Earlier this month, her close friend Miguel Perez was murdered on Hamilton Street, which brought back painful memories of when her brother Marvin was killed when she was just a teenager.
“You lose all control of your life and your thoughts you don’t even know who you are anymore,” Feliciano said.
Feliciano’s pain has inspired her to speak at the community forum on the escalating violence.
She wants the city to focus more on offering mental services to kids directly or indirectly impacted by violence.
Advocate Michelle Chase agrees these shootings are scarring young people.
“These children are re-traumatized each time they walk to school past these memorials it reminds them someone lost their life there,” said Chase from Hartford Systems of Care Collaborative.
Mayor Luke Bronin understands the concern and says the city is trying to protect kids and make the streets safer by keeping Hartford rec centers open later this summer and increasing police patrols.
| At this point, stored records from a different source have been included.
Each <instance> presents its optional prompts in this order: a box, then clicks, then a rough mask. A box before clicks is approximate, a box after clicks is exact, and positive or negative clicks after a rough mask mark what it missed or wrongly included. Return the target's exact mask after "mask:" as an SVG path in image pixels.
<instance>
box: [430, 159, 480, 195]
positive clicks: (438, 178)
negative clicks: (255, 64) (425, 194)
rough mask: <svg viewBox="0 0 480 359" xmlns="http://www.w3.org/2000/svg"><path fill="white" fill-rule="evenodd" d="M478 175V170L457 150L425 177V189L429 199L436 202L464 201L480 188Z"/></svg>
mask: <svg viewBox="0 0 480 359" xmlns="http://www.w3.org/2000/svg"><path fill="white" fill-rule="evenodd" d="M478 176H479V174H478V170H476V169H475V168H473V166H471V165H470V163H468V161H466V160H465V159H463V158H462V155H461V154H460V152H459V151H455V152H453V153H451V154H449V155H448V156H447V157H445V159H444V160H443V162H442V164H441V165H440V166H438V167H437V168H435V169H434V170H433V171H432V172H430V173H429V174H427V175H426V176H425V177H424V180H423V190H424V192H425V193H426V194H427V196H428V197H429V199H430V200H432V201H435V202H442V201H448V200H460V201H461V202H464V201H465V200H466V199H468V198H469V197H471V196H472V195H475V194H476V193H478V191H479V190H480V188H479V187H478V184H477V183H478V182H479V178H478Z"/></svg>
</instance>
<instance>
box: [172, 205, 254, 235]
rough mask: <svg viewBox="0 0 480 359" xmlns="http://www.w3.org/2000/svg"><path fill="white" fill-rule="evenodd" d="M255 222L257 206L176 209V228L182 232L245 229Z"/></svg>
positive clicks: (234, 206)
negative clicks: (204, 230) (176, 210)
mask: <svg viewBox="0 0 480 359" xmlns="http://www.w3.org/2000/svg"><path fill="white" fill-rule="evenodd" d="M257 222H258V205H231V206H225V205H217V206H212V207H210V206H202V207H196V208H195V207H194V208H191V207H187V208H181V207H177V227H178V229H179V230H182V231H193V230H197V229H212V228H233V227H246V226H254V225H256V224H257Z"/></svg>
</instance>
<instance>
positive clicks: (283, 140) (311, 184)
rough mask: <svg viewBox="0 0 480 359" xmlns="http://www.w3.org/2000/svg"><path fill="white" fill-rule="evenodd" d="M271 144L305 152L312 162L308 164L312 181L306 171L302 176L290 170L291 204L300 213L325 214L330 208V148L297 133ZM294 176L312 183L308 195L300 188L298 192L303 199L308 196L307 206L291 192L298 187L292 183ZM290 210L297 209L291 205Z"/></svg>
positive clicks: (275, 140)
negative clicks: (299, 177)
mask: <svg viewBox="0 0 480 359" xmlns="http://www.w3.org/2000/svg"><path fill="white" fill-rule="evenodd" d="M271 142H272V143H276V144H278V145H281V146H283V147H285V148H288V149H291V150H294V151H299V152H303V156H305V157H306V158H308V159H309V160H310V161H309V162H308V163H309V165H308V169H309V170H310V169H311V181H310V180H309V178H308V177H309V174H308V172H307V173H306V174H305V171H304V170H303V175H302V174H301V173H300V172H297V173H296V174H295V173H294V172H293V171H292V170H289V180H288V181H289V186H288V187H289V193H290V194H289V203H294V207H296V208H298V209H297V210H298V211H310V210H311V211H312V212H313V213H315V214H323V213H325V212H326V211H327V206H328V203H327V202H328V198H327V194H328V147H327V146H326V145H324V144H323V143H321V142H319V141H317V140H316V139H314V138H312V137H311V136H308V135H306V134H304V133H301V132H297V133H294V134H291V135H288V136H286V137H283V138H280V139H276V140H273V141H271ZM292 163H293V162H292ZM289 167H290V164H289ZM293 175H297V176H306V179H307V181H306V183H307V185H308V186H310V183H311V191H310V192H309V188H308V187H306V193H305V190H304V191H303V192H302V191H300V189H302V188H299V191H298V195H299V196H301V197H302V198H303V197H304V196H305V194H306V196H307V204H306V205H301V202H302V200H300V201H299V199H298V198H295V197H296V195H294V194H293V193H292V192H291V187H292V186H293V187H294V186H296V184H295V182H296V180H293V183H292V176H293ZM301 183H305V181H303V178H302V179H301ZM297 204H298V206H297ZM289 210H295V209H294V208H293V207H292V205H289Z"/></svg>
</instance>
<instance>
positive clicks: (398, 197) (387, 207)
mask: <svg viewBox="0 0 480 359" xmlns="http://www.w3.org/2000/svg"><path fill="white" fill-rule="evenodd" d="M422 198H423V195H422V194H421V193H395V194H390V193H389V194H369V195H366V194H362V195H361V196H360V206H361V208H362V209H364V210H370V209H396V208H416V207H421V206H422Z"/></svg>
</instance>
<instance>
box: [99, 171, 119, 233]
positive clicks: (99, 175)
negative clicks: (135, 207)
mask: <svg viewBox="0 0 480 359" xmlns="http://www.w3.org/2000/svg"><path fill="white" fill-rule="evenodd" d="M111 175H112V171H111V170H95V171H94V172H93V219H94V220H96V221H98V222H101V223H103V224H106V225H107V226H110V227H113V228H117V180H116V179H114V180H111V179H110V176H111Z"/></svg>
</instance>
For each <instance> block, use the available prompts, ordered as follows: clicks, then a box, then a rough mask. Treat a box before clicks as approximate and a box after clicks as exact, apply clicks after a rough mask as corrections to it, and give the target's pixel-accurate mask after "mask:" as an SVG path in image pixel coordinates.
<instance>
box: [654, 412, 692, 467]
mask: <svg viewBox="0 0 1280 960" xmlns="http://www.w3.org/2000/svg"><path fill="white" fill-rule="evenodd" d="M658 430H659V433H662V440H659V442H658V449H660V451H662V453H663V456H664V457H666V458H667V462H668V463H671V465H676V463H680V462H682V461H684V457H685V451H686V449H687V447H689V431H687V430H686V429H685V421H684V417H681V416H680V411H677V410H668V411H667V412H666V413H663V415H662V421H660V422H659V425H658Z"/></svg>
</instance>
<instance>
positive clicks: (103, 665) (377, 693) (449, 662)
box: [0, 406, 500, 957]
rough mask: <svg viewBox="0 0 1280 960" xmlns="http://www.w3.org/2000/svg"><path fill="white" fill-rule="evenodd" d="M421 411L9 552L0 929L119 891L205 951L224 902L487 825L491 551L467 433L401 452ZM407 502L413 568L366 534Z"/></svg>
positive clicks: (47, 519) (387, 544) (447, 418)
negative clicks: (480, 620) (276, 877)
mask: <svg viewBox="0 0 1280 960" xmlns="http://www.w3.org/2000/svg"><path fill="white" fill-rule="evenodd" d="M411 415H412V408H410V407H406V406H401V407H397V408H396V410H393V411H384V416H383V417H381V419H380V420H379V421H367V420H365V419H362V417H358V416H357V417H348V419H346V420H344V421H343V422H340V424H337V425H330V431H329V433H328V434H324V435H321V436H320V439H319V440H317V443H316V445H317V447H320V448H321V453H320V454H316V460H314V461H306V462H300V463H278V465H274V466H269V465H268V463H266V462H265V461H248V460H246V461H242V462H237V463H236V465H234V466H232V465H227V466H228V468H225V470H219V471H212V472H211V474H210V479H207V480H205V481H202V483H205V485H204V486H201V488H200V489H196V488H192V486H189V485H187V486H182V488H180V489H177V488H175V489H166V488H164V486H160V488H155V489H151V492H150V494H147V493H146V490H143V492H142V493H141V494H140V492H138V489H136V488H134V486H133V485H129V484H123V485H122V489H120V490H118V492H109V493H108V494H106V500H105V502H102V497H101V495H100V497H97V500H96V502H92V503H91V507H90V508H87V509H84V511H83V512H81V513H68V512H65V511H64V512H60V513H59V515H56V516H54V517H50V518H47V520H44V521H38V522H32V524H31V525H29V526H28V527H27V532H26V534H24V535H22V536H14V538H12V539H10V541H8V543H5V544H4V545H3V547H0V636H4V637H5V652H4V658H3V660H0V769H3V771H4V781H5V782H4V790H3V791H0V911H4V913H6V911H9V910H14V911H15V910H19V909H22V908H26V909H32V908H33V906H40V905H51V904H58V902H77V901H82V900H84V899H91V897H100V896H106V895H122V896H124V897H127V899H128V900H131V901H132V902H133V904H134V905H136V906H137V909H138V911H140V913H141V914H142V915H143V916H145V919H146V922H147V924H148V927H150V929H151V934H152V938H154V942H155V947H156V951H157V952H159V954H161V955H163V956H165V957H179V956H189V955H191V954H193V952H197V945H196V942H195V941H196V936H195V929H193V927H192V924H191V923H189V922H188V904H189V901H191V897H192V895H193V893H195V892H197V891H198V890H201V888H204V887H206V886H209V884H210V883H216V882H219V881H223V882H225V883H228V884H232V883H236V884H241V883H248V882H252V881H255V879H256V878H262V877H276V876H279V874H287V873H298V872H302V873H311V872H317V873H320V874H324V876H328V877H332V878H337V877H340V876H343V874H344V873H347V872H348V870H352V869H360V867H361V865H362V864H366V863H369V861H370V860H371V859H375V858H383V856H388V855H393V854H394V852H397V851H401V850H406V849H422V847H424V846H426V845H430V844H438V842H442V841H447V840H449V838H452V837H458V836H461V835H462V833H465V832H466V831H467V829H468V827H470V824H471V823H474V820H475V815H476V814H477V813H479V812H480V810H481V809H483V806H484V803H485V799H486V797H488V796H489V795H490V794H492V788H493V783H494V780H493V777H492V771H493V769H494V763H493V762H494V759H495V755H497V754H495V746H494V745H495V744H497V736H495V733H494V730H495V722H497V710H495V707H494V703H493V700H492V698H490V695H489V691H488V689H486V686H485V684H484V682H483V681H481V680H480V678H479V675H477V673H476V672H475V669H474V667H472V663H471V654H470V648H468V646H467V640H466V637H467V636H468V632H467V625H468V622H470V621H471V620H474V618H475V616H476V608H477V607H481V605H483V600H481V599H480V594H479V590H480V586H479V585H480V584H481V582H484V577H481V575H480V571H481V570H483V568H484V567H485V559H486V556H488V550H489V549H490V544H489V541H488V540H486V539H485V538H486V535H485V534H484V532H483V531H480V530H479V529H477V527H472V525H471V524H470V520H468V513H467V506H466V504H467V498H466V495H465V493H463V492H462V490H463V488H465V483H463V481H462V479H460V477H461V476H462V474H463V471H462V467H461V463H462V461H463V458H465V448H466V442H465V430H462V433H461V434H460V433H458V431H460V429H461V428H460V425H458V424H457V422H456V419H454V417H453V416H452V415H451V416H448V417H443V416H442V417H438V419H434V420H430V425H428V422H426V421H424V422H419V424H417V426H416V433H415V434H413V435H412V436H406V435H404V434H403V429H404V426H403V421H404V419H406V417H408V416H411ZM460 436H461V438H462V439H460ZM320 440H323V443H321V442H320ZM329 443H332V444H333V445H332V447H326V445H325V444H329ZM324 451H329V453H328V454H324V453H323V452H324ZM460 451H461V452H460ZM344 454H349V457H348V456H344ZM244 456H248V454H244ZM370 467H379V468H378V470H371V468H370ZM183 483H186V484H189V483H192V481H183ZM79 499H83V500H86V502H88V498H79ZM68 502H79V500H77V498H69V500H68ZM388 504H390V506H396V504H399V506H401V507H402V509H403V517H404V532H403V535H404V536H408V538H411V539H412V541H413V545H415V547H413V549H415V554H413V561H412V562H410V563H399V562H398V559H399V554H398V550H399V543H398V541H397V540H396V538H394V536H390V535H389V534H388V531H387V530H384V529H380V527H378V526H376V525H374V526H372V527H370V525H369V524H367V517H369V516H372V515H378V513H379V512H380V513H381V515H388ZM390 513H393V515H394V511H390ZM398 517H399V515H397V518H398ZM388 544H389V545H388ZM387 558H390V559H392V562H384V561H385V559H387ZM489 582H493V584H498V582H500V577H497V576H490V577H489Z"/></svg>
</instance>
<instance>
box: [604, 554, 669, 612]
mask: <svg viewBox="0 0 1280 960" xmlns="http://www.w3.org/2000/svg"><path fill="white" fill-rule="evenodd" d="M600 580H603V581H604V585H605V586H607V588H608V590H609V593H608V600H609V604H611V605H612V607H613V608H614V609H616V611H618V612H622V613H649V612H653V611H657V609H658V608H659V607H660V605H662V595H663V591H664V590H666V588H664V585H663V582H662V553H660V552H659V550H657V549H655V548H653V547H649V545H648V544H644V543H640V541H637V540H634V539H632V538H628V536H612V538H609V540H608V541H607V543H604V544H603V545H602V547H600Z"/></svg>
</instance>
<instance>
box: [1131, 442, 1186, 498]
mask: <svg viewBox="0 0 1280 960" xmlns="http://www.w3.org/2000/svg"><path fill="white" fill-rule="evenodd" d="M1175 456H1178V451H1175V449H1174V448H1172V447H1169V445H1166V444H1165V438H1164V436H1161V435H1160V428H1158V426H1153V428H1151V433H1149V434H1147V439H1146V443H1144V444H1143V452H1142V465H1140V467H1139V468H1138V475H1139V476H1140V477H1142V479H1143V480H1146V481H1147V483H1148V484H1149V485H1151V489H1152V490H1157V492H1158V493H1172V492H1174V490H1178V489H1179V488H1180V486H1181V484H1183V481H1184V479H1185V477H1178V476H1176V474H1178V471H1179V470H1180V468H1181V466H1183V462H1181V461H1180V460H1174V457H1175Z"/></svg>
But, the true cause of the violence epidemic is tied to two other huge issues.
“I think we need to continue to advocate for some big changes at the national and state level to address the problem of having too many guns out there and number two, an opioid epidemic that needs to be treated like a public health crisis,” said Bronin.
Feliciano understands big changes can’t happen overnight, but she does believe meetings like this can help start the process of creating a more peaceful Hartford, so fewer kids will know the pain she lives with.
“I don’t give up hope cause I’m still here but it does take a community,” Feliciano said.
The quadruple shooting was less than a half a mile from where the forum was held.
Police are still looking for the shooter. One of the victims is in critical condition.